It seems only fitting, in the last few hours of the year, to look back at my first full calendar year of blogging, and post a few reflections about the experience.
Best posts: I submitted my five favourites by request of The Corner and won't repeat the list again tonight. If I had to choose my favourite of these five, I think it would be God's "perfect will" and Romans 12, which best represents what I strive for in a theological post.
My best idea: The September moratorium on science fiction broadened my horizons a bit, and even though I didn't get through my entire planned reading list, I read some stuff I wouldn't have bothered with otherwise. Strictly speaking this was a personal reading idea, not a blogging idea, but the reason I decided do it in the first place was that I was tracking my reading habits on the blog and wouldn't have noticed otherwise. One thing blogging has done for me over the last year is help me to organize my thinking, somewhat.
From the another-flagstone-on-the-road-to-hell dept.: My best-intentioned idea that went nowhere was "Required Reading Month" in November. As it happened, the books on my list were perpetually checked out of the local library system and never available, with a single exception that wasn't the one I wanted to start with. So I never actually got around to reading any of them.
Books read: Since I started keeping track at the beginning of June, I've read 44 books. My habits didn't change just because I started charting them, so it's a safe estimate that I completed about 75 books since January. My favourite of the lot was The Life of Pi by Yann Martel.
I wrote 13 reviews, in varying lengths, of books this year.
Movies viewed: Again, since June, I have viewed 27 films, either at home or in the theatre.
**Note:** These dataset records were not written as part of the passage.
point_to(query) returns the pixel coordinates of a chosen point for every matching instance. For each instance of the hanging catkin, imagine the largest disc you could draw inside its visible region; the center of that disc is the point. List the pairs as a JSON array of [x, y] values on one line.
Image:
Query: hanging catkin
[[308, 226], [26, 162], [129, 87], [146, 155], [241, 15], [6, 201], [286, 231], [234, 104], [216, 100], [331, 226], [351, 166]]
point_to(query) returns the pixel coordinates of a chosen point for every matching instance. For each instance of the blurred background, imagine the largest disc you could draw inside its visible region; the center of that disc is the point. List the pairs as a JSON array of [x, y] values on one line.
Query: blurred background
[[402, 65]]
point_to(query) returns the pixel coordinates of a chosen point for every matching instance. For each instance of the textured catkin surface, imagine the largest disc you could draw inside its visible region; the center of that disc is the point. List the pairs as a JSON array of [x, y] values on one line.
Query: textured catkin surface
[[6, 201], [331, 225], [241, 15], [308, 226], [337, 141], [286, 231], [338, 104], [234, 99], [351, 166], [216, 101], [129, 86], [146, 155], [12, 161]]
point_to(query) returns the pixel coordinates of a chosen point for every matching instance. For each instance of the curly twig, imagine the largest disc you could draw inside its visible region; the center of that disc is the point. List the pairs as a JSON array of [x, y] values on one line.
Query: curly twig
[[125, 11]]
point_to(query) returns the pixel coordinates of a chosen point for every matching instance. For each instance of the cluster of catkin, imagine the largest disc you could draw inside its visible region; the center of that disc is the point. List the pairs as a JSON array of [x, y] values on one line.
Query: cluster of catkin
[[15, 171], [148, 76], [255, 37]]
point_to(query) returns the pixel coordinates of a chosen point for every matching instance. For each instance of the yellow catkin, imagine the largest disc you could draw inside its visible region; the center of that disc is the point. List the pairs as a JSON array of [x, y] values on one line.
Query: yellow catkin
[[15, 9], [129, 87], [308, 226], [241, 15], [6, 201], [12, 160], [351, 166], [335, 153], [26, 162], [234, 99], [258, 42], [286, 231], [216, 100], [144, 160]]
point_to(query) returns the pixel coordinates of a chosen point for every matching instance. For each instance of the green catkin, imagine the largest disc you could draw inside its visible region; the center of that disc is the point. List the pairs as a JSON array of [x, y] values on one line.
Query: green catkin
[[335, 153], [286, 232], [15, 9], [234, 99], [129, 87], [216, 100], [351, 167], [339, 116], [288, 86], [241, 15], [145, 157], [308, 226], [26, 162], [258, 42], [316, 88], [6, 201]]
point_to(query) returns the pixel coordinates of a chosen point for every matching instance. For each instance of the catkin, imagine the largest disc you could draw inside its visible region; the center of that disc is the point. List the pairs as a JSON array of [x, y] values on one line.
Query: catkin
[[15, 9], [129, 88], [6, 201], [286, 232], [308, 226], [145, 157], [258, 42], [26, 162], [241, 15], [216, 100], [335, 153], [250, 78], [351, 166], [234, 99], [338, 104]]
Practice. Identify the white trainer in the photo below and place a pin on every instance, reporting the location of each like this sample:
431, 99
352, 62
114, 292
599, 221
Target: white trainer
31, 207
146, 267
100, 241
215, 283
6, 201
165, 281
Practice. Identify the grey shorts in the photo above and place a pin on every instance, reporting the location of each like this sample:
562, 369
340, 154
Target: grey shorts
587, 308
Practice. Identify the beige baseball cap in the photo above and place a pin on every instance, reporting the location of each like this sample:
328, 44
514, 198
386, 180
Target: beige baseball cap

My favourite for the year was also the best movie from this year: The Village, M. Night Shyamalan's most recent.
Of those 27, I reviewed eight.
Out and around the blogosphere: Finally, so as not to toot my own horn endlessly, my favourite blog that I discovered for the first time in the last year is La Shawn Barber's Corner. Alphabetical order put her at the top of my blogroll, but over the last few months I've really begun to appreciate her insights, especially in those areas where our interests appear to cross.
My favourite "re-branding" effort is the one at Challies.com. Not that the old version was bad, but the new design is truly spectacular. Also, affirming the dictum that simplest is best, the new look at Coffeehouse at the End-Of-Days is very nice as well.
"Most improved blog" goes, without question, to James White, who finally ditched hand-coded HTML and all its attendant inconsistencies for actual blog software and a PHP backend. (And the content is top-shelf, with or without all the technical wizbangery.)
Summing up: I spent the last quarter of 2003 banging the Crusty Curmudgeon into shape and feeling out this blogging thing. In 2004, it actually became what I wanted it to be. If anything it has exceeded my expectations, as I suspect this blog has superseded my original Web site as the front end of my presence on the WWW. Finally, I close the year as the fifth most relevant site on Google for the search term "crusty." (I actually peaked at #2 just before Christmas!) I haven't lost interest in the blog yet, so on the whole it's been a very good year. Best of all, I'll be able to hit the ground running in 2005. My first post of the new year will detail some of my plans.